Blondie swung with the flat of his gun, sending Monk staggering back. He faked more pain than he felt, doubling over so as to get his piece clear. Blondie stepped nearer.

“Straighten up, bitch, so I can hit you again.”

Monk did so, jamming the automatic under the hitter's left eye. “This straight enough?”

“We gotta book,” another warned excitedly.

Blondie snarled but said nothing, his gun remaining trained on Monk, as Monk's gun was on him. The overhead light reflected hypnotically in his earrings.

Some of the crew were already running off. “Come on, B.B., we need to hat, man. We'll deal with this punk in a short minute.”

B.B. the blond relented, backing off, gun still leveled at Monk. “We ain't through, bitch.”

The Scalp Hunters faded away and in less than a minute, police cars careened across lawns, disgorging uniforms with the de rigueur shotguns and 9mms at the ready.

Monk stood with his hands visible on the pockmarked porch. The body of the one called Stake stretched before him on the uncut grass.

“We got another one behind this van,” a cop bellowed.

Monk was ordered on his knees, a foot slammed hard into his upper back. He went down stomach first on the weather-beaten floorboards of the porch.

“Now, what's your story, Bo Peep?” A voice thick with malice said as muzzles were connected to his head like antennae.

Out on the lawn, just at the edge of the light, he could see the inert form of the boy-man. Another grave marker signaling one more bad night.

Síx

“W
hat in the fuck did you think you were doing?” Absalla worked his fist, opening and closing the hand like it was hooked to a generator.

“My job,” Monk answered evenly. He crossed his legs, trying to give off a casual demeanor sitting across from the yelling man. Inwardly, he felt like notching it up several octaves himself. He'd already spent six hours with several fairly disinterested LAPD cops doing the “I'm innocent” tango. One of them, a hollow-eyed detective named Fitzhugh, was the cop Cady had mentioned as an extra-large asshole.

He and the compact number called Zaneski were the leads on the Rancho case. Fitzhugh promised to make a formal complaint to the Bureau of Consumer Affairs—the state agency that oversees the licensing of PIs. Yet even hardheaded detectives must give in to logic. They finally put out a pick-up order for Big Loco.

Those pleasantries out of the way, he had to fill out a firearms discharge report, and call Jill to pick him up. He'd been asleep for about an hour, after sharing a shower with the slippery jurist, when the phone call from the man shouting at him now had disturbed his slumber. Apparently Absalla had flown back from D.C. upon getting the news of the shoot-out.

“You supposed to be a pro,” Absalla retorted.

“I was not followed.” Monk spaced his words like flares around an accident. “I ain't no goddamn greenhorn.”

“Oh really,” the other man said condescendingly. “Aside from Keith, you was the only one who knew where the meet was.”

“No,” Monk corrected forcefully. “Whoever told Keith also knew.”

Absalla tugged on an ear. “That floats like shit, Monk.
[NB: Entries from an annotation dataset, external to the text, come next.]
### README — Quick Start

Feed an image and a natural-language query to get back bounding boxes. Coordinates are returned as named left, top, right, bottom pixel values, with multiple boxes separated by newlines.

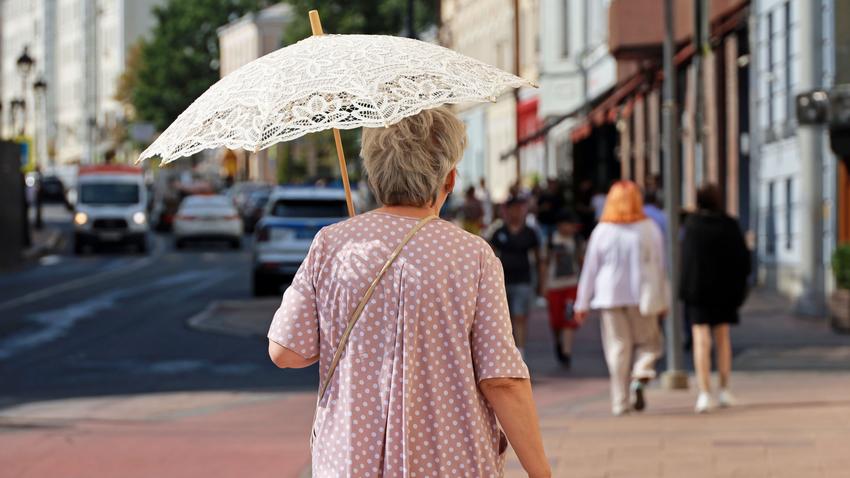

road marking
left=0, top=237, right=165, bottom=310
left=0, top=270, right=228, bottom=360
left=38, top=254, right=62, bottom=266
What are you trying to get at?”

“Something that makes sense. If I wasn't followed, then whoever peeped Keith must have rolled over on the Scalp Hunters.”

The Ra-Falcons' leader put a foot on the edge of his desk, leaning his chair back. “Naw, that don't wash, Monk. It could have only been another Scalp Hunter, and an OG at that. That meeting was on the high level.”

“So what makes it such a lock?”

Absalla detailed, “Keith gets his info from a Scalp Hunter, who then turns around and tells them Domingos. Why should he? What the hell's in it for him?”

“Maybe Big Loco laid out some of the dinero he's rumored to be getting from the Zacatecas mob for the information,” Monk speculated. “Or the real answer is easy to grasp. A Scalp Hunter gets followed to the meeting.”

“The second part still assumes the Domingos would be following a Scalp around. And let me clue you, that's about as likely as Whitney Houston breaking down the door right now so she could sit on my face.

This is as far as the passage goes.